The sales agency for cull cattle and bob calves was established in 1987. The sales methods used have evolved over the years.

On January 2, 2006, in conjunction with the acquisition of Levinoff-Colbex enterprises, the sales agency implemented a new carcass-based system for the sale of cull cattle.

The price of cull cattle is determined, in part, on the value of the meat and adjusted by price differential tables based on the grading of the live animal and its carcass weight. This results in the producer receiving a price that reflects the real value of his product.

Bob calves are sold either through public auctions (90%) or directly to producers of grain-fed or milk-fed calves who have signed an agreement in this regard with the Federation (FPBQ) (10%).


Auction network

In 2002, the FPBQ and Gestion S.T.M. inc. created Réseau Encans Québec (REQ), a network of auctions that market 80% of cattle sold through the auction system in Quebec.

This partnership has contributed to a reorganization by reducing the weekly number of sales and consolidating volumes, so as to attract the largest possible number of buyers and ensure greater competition. Auctions that are not part of Réseau Encans Québec are bound by an agreement with the FPBQ.


Levinoff-Colbex

The BSE crisis affected the cattle industry deeply, particularly the marketing of cull cows and heifers. The closing of borders caused a dramatic drop in prices in Canada, with the disappearance of both U.S. buyers and a significant export market. In response to the low market prices, cull cattle were kept at the farm, causing additional costs for producers.

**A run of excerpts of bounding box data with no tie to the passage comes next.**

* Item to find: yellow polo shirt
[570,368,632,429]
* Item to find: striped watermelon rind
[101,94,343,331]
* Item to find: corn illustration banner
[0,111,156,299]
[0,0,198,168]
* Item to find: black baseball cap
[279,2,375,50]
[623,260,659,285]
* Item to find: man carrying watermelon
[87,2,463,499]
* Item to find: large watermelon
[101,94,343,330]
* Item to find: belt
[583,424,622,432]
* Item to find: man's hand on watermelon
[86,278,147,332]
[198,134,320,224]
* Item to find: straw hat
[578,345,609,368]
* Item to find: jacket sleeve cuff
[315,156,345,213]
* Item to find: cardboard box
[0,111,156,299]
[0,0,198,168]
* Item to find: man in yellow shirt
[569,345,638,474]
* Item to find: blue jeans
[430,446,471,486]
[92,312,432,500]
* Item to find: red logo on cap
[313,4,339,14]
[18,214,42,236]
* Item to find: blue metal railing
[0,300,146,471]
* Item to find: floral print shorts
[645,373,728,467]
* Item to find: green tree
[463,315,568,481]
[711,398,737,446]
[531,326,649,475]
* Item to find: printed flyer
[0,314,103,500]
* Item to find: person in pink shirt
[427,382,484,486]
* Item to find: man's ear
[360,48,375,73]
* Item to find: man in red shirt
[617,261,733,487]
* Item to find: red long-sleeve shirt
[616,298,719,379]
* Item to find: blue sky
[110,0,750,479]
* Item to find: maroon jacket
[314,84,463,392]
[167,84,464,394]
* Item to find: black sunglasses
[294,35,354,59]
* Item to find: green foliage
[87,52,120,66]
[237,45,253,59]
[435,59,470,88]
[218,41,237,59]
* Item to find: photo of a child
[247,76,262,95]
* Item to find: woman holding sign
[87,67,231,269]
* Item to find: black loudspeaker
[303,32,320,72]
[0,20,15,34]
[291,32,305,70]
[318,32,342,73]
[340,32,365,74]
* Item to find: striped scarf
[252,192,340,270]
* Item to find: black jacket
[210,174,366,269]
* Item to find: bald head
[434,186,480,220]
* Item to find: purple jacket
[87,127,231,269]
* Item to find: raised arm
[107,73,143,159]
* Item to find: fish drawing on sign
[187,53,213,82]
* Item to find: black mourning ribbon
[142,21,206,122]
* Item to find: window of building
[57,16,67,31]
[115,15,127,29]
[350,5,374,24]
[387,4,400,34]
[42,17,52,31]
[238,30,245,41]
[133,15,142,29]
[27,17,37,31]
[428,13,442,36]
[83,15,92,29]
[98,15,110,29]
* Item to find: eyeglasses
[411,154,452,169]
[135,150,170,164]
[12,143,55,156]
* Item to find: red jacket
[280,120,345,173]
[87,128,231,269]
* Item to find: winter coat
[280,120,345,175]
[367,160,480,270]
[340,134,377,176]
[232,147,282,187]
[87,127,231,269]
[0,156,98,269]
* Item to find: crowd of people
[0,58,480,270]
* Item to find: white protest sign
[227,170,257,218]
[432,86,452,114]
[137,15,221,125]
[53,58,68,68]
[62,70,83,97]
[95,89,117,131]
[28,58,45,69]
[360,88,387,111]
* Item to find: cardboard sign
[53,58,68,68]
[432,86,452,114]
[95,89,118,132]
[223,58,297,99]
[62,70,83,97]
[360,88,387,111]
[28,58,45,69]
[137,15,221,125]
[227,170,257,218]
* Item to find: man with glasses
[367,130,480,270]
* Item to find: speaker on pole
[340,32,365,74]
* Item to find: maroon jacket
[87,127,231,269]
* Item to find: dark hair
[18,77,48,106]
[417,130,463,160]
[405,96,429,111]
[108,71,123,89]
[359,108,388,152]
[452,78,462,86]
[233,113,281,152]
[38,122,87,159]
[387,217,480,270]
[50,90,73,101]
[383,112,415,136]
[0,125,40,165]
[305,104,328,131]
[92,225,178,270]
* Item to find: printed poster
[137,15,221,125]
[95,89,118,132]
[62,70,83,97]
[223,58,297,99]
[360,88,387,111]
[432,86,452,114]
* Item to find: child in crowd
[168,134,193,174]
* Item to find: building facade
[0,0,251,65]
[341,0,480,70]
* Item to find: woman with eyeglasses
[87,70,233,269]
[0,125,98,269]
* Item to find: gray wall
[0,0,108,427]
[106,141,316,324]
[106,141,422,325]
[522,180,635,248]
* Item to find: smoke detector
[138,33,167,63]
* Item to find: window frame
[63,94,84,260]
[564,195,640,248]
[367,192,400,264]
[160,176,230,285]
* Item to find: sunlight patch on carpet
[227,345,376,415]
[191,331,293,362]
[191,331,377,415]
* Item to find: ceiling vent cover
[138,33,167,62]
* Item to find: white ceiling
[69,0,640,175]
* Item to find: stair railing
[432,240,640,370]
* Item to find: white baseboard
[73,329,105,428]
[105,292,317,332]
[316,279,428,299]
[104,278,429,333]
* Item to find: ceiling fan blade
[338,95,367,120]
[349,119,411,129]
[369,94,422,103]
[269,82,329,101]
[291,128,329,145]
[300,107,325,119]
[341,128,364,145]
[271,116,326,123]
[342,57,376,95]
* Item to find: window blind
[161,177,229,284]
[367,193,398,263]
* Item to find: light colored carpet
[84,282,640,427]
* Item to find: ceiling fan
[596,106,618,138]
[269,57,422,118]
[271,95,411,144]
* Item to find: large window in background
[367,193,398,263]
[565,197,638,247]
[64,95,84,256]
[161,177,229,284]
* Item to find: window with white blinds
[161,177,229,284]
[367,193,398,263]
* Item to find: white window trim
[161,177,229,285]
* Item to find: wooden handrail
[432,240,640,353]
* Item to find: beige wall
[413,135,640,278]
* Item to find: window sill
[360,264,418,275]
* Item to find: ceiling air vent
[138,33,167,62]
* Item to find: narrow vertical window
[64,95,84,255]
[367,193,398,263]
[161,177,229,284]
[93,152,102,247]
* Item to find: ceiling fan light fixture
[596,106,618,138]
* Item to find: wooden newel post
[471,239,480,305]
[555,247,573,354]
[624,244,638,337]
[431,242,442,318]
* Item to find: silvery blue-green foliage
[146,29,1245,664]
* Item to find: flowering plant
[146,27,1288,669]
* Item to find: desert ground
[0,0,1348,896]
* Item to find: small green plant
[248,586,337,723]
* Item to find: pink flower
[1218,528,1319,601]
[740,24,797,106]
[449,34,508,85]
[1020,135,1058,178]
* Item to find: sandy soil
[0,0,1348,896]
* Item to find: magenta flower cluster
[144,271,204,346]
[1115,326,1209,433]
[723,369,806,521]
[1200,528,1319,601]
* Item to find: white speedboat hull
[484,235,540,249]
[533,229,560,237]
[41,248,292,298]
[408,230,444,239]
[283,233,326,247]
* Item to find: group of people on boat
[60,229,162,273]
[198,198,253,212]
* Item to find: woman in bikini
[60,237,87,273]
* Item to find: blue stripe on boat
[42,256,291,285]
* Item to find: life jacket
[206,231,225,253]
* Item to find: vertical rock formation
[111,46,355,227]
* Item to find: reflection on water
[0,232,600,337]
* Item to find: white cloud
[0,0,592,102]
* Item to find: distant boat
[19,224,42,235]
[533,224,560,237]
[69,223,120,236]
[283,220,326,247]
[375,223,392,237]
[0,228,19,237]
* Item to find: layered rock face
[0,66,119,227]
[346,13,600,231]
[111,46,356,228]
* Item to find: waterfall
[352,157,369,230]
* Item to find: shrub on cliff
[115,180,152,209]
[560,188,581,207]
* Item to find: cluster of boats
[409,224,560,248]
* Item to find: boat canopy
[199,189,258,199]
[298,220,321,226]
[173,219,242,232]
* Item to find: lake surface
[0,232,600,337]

Given the collapse of markets and lack of competition among cull cattle buyers, producers tried several measures in an effort to obtain acceptable prices.

In 2004, the FPBQ obtained a favourable decision from the Régie des marchés agricoles et alimentaires du Québec (RMAAQ) which gave the Federation the authority to set a floor price. However, after a failed attempt to apply it in November 2004, producers blockaded the entrance to the Levinoff-Colbex plant, after which a history-making agreement was reached. Cull cattle producers became owners of the facility!

With its 350 employees, Levinoff-Colbex, has a slaughter capacity of more than 4000 cull animals per week. In 2008, Levinoff-Colbex generated annual sales of $139 million.

Thanks to this acquisition, producers are assured of selling their production and of receiving the optimal price for their cull cattle, while, in the medium term, recovering a portion of the profits from the slaughtering and processing activities.

 

For more information on market prices, refer to the Price-Info section.

Pierre Ruest,
Chair of the Marketing Committee for Cull Cattle and Bob Calves

"The priorities for 2010-2011 could be summed up in two words: transport and marketing. The cull cattle and bob calves committee recommends an optimal organization of transportation and more efficient marketing of dairy calves that will obtain a fair price."